First of all, let me get this off my chest: video over the web is a hideous Tower of Babel.
With that basic complaint, let me start by saying that this project started with a Raspberry Pi and the Raspberry Pi Camera. Previously, I had used the Pi with a USB webcam and had connected it to my wireless router and run the “motion” program to serve as a kind of cat cam. But to be honest, I wasn’t really very happy with the results. The videos it recorded were low frame rate. The quality of the camera was pretty low. It was good enough to allow me to monitor my cat while I was on vacation, and have some assurance that he was still alive, but it left something to be desired.
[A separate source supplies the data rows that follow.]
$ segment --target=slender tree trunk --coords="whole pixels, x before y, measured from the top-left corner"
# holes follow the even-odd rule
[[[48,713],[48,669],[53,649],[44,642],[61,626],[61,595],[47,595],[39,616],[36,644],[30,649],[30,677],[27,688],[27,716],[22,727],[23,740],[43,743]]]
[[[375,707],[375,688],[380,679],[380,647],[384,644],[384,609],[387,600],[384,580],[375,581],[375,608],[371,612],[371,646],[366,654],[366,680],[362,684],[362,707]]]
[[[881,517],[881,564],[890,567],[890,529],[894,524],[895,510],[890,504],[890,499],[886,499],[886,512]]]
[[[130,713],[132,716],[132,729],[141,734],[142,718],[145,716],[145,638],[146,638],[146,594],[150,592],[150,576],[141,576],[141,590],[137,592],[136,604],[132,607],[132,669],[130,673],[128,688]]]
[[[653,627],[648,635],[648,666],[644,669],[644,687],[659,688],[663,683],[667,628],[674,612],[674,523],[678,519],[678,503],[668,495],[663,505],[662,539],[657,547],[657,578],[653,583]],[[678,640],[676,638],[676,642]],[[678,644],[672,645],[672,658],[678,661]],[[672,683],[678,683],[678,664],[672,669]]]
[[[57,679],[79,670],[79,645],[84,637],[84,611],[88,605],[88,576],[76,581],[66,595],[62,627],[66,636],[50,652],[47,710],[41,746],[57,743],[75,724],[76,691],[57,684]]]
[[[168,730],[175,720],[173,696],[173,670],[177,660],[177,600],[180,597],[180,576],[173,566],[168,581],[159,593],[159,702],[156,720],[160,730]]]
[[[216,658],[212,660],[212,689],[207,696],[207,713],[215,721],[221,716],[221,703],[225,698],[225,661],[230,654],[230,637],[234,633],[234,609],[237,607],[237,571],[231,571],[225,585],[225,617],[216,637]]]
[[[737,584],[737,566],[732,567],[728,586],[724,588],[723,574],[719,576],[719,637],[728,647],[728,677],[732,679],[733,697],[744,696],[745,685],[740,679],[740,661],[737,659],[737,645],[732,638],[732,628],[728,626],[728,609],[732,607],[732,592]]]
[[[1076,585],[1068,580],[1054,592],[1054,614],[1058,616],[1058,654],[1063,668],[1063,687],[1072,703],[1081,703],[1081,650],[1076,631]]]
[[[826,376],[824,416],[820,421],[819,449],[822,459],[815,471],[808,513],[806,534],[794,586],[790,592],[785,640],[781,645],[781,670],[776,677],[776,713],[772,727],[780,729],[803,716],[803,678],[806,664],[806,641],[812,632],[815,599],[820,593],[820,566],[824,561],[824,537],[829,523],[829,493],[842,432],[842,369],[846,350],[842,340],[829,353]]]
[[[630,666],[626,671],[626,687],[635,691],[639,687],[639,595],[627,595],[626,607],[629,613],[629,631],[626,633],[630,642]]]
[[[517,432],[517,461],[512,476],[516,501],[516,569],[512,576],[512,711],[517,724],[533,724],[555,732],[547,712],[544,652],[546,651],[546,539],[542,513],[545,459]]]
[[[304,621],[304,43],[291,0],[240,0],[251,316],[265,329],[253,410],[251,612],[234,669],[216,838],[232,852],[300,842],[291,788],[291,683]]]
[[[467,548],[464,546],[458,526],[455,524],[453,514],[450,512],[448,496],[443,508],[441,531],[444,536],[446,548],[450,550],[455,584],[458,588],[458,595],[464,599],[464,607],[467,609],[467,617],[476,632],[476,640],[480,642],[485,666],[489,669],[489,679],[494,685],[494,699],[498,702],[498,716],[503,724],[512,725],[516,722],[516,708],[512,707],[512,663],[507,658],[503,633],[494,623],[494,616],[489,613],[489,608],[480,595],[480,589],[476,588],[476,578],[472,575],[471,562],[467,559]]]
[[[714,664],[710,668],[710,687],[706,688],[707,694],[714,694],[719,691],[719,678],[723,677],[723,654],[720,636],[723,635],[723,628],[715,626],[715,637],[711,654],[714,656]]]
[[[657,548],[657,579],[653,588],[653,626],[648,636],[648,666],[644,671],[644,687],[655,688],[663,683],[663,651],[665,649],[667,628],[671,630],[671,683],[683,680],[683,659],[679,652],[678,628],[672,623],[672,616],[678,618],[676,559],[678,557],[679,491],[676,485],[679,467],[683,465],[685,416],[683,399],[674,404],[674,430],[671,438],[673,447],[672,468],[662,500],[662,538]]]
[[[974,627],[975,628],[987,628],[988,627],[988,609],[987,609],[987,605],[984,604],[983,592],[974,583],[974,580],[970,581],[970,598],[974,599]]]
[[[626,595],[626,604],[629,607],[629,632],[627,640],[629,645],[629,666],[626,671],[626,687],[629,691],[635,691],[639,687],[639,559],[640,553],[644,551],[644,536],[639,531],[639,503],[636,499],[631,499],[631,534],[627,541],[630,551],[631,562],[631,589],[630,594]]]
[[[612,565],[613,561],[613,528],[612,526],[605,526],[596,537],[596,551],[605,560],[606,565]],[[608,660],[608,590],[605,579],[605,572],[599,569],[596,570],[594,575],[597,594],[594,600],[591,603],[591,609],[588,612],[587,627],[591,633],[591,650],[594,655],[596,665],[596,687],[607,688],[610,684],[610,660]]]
After picking up some new $8.88 TP-Link Wifi dongles, I decided to see what else I could do. The trick with making this work was trying to find a way to leverage the video compression hardware that already runs on the raspberry pi, and to do as little as possible to it, but still allow it to be streamed to standard web browsers and devices.
I briefly went through experimenting with mjpegstreamer which works, but didn’t really offer the quality that I was after.
Then, I stumbled on this great article on using nginx-rtmp to stream live video from the Raspberry Pi. It looked like just what I wanted. It took me an evening (mostly spent waiting for nginx and ffmpeg to recompile) but I have it working now. Check it out:
I’m currently able to stream 720×486 wide video at 25fps directly from the Pi at around 25fps, using somewhere around 13% of the available cpu on the Pi. It can be accessed by both desktop browsers and my iPad/iPhone. Seems really good!
With a couple of caveats. Remember that Tower of Babel I mentioned? Yeah, that. To stream to desktop browsers, they must run Flash. That is because nginx-rtmp uses RTMP, which is a proprietary streaming video protocol. But, I’m sure you say “how does this work on the iPad/iPhone?” The answer is it uses a different protocol for those devices, the HTTP Live Streaming protocol, which is also transparently supported by the RTMP server. Why can’t you just use HLS on the desktop? Because most desktop browsers don’t support HLS. Sigh. HLS also has increased latency compared to the RTMP protocol.
Sigh.
But anyway, it works! I’m awaiting the arrival of an Raspberry Pi camera with the IR filter removed and an IR illuminator, and I’ll be doing more experiments. I’ll maybe write up more explicit instructions for this when i get the entire thing working. If anyone wants to give this a try and has trouble, don’t hesitate to sing out with questions.